Yaşam, ne olursa olsun yaşamak, Turgut Uyar’ın gizli gücü, inancı. Gökyüzüne bakan ve bir durakta sıkıtıyla bekleyen şair, “Kıyamet kopsa, elinde hurma fidanı bulunuyorsa, hemen dik.” Hadisini ne olursa olsun hayatı sürdür anlamında görür ve yaşamın güzelliği onu ürpertir. Şiir onun elindeki hurma ağacıdır. Gizli yazar şiirlerini, anlatmaktan çekinir, konuşmaktan. Bir soruşturmada en sevdiğiniz çiçek, hayvan sorusuna, kime ne diye en güzel cevabı verir.

Dergilere gelen okurlarının yazdıkları şiirlere cevap verirken İkinci Yeni şiirinin sadece mekanik deformasyonlar olarak algılanmaması için okurlarına uyarıda bulunur. Çünkü şiir insanın değişimdir öncelikle. Tıpkı Orhan Veli’nin “sokakta görsek tanırız” dediği küçük adamın değişme ihtiyacının İkinci Yeniyi doğurması gibi. Nasıl ki büyük sözler söylemek şiire zarar verirse, anlamsızlık için dildeki zoraki değişimler de saygı uyandırmaz.

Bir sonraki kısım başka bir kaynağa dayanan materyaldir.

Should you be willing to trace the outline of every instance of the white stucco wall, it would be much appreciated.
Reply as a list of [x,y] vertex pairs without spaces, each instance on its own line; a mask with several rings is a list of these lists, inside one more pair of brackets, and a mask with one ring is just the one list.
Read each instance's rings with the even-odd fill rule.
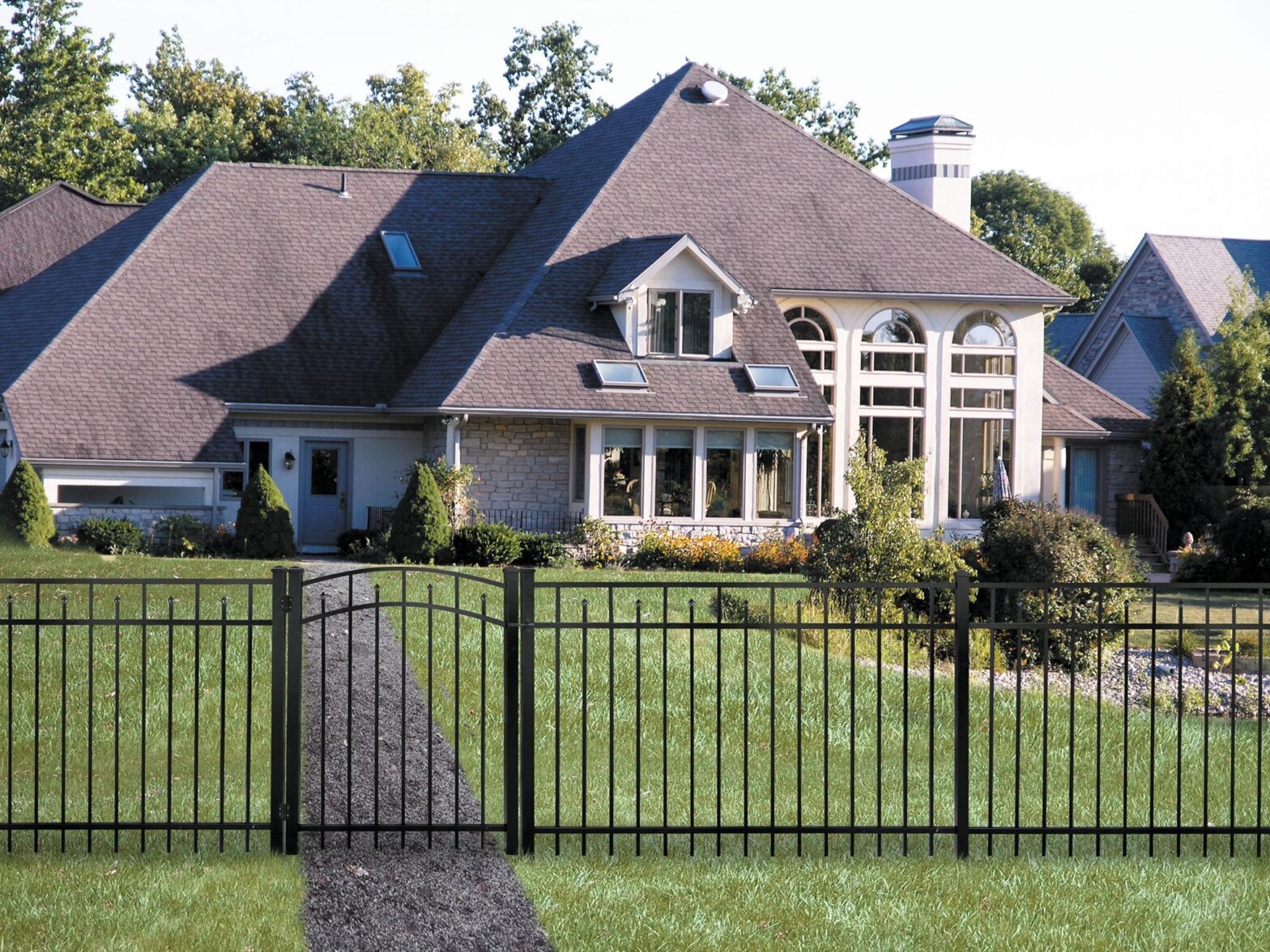
[[[908,311],[926,333],[926,372],[923,374],[870,374],[878,386],[913,386],[921,378],[926,388],[923,440],[926,452],[926,495],[921,524],[923,528],[945,526],[952,531],[973,532],[978,522],[947,518],[949,500],[949,440],[951,393],[955,386],[993,387],[1008,385],[1015,390],[1015,410],[992,414],[1013,419],[1013,472],[1012,489],[1025,499],[1038,499],[1041,487],[1041,388],[1044,376],[1044,316],[1035,306],[1007,306],[992,301],[908,301],[903,298],[814,298],[786,297],[780,300],[782,311],[795,306],[814,307],[823,314],[836,333],[836,362],[832,373],[817,372],[822,383],[834,386],[834,439],[832,504],[846,506],[847,490],[843,481],[847,452],[860,432],[862,413],[860,387],[865,374],[860,369],[864,327],[878,311],[897,307]],[[1015,374],[1012,377],[952,374],[952,334],[956,325],[969,314],[989,310],[1008,321],[1015,334]]]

Elbette ki Turgut Uyar deyinde akla Tomris Uyar düşer. Şairin Tomris Uyar için yazdığı dizeler bu sakin, sıkıntılı, hüzünlü adamın yaşamındaki bir parıltı gibidir. Korkulu Ustalık’ta Tomris Uyar’ın gözünden Turgut Uyar’ın anlatıldığı o kısacık bölüm onların aralarındaki ilişkiyi ne kadar güzel anlatıyor. Kedi, günbatımı, votka-limon, sigara, çiçek, bir çocuk ağlaması, kurulu bir sofra ve patlıcan kızartması…

İkinci Yeni şiiri ve Turgut Uyar. Tekrar başa dönecek olursak, Uyar’ın düşündüğünün aksine bu şiir yeniden alevleniyor, eskimiyor, yenileniyor, devam ediyor. Sanattın müneccim, kahince yanı bu. Turgut Uyar, şiirin bir eylemi başlatamayacağını fakat bir eylemin devam etmesi ve gelişmesine katkıda bulunacağını söylerken ne kadar haklı olduğunu bugün yaşasa görecekti. Çünkü bunun en güzel kanıtını, Gezi’de yaşadık. İkinci Yeni şiiri bir isyanın temsili oldu adeta. Ardından şiir sokakta dedik ve her yere şiirler yazdık. İşte sanatın gücü de bu değil midir? Şairin ana dili yoktur diyen Turgut Uyar haklı değil midir? Onun söylediği gibi yeniden ve yeniden başlamak gücüdür aslolan ve acemiliği efendimiz yapmak, ustalıktan korkmak!